IK: One of our investors always reminds me that startups never fail because of a lack of resources, they fail because they didn’t take the right steps in the right order. Building and iterating my own self-awareness has been essential to building a self-aware organization that can really prioritize both the why and the why now. My advice to anyone—founder or team member—is to use constant feedback to build self-acceptance and design for both you and your organization: awareness, acceptance, design is my framework for iteration.
KL: We all know the value of creating a solid leadership team, especially in early-stage companies. How do you develop and coach the leaders in your organization?
IK: Building relationships at any level—board, leadership team, throughout an organization—requires over-communication upfront. It accelerates alignment and builds trust and shared consciousness. We use user manuals—short, iterative, honest reviews of what we each love doing, dread doing, are great at, and are not great at—to accelerate this process across the team. We double down on this in performance reviews: asking team members to reflect on three things that went well and three things that could have gone better. Creating that alignment between managers and teams is essential to building psychological safety and unleashing superpowers.
KL: What are the top qualities you look for in candidates, and how do you assess them?
IK: I always look for the same three things—which allows me to pattern match across thousands of candidates: self-awareness, in it together-ness (do you set others up for their best work?), and an inherent motivation for real results. I ask the same questions we use in our user manual template—what are you great at, what are you not great at, what energizes you, what drains you? I also ask “Why Calibrate?” to assess curiosity which I think is the lynchpin of self-awareness.
KL: We've heard a lot about "imposter syndrome" in the last few years. Have you ever had that experience?
IK: Founders have cognitive dissonance to both believe their business is destined for success and will impact millions of lives, while simultaneously knowing every vulnerability that makes their business a total zero. My therapist reminds me that founders are drinking from the firehose. That's why I believe so much in the power of self-awareness—so when you’re toggling between belief and disbelief—you’re grounded in reality about what you and your team can control.

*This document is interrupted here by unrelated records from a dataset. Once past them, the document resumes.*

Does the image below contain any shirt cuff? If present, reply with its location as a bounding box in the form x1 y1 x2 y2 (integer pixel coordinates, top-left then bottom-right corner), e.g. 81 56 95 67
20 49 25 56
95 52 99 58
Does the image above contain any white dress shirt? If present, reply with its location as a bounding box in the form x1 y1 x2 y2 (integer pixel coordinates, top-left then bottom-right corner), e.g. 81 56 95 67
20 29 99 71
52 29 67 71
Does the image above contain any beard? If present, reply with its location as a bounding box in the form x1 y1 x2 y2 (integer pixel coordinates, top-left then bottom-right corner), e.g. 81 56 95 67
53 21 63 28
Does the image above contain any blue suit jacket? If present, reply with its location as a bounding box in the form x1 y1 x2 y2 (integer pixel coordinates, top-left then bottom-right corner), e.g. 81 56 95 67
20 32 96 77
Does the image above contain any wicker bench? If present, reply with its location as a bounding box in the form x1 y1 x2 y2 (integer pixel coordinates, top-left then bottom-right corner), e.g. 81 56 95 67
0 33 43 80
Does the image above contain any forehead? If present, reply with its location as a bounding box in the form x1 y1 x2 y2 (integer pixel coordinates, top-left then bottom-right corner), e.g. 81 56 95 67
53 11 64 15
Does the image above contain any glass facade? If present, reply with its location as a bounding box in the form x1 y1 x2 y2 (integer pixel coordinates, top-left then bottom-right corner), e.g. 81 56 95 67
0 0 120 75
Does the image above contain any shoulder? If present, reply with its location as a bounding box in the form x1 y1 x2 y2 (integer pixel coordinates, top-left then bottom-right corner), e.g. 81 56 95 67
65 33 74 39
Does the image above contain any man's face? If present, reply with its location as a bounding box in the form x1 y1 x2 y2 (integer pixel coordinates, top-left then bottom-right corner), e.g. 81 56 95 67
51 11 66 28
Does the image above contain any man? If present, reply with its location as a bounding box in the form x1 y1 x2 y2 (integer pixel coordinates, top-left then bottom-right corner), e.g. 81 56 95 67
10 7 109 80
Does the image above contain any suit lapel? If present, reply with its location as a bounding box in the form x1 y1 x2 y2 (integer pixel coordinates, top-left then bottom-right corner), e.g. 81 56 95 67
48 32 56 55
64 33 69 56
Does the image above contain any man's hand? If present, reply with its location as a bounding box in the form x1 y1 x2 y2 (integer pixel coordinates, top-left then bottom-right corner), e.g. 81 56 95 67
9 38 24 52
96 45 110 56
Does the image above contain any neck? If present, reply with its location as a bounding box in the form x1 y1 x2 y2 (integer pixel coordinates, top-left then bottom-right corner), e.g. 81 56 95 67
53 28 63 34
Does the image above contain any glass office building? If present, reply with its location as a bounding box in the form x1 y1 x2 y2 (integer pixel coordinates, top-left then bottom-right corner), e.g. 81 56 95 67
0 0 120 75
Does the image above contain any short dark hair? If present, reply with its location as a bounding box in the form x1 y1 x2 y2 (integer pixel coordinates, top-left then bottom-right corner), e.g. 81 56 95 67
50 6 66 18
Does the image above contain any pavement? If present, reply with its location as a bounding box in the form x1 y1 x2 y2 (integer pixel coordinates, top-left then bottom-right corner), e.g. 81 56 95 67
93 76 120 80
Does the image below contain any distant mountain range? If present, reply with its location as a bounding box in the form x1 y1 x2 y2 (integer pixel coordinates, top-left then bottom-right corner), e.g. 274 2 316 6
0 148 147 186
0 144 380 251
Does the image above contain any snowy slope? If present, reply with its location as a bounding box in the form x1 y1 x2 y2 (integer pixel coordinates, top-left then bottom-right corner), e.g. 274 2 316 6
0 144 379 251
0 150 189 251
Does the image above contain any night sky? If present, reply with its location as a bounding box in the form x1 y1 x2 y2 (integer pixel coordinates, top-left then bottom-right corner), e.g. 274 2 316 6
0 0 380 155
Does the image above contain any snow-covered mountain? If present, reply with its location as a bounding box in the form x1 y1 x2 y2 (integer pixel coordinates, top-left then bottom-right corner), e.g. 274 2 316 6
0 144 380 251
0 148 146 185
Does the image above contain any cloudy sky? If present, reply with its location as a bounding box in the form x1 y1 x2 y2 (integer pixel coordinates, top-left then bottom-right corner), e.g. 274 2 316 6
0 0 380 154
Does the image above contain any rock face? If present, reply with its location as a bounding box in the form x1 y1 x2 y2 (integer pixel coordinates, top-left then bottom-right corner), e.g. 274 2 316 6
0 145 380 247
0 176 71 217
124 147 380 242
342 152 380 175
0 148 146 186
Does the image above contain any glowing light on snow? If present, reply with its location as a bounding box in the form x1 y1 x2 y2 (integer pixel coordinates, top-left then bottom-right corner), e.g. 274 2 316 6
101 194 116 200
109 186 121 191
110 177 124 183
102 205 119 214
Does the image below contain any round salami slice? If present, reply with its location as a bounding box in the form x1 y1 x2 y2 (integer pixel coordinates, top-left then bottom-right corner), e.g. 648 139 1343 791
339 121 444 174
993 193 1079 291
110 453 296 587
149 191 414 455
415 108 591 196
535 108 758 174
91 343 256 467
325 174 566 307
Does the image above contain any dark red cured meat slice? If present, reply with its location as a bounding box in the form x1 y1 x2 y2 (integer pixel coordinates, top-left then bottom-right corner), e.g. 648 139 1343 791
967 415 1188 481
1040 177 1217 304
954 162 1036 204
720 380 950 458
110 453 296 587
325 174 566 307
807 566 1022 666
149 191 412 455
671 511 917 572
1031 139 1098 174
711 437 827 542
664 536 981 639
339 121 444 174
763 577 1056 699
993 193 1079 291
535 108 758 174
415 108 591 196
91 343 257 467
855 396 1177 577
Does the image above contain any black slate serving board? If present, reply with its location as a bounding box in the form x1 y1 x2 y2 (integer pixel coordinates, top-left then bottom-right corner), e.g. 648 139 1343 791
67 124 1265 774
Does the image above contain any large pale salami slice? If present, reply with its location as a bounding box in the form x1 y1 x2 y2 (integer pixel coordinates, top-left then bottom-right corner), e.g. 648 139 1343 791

KL: Who do you lean on for advice; who is your “personal board of directors” as you grow and evolve as a leader?
IK: My team, my investors, my family, my friends, my coach, my therapist, and my care team (the people who help me feel ok in my body every day following my accident). All are governed by the same principles—over-communicate to build trust and then self-awareness to design “roles” that best support you.
KL: Do you have any parting advice for other early-stage CEOs in digital health?
IK: Start with real passion. You will be thinking about it for the next ten years or longer, so make sure it’s that all-consuming problem that you are obsessed with solving. Also, ask for help because the more people who feel responsible for your success the more likely you are to be successful. Embrace change and focus on developing your communications toolbox for change management. Your job will be easiest if you figure out the right rhythm to share shifting priorities and obstacles with the people around you.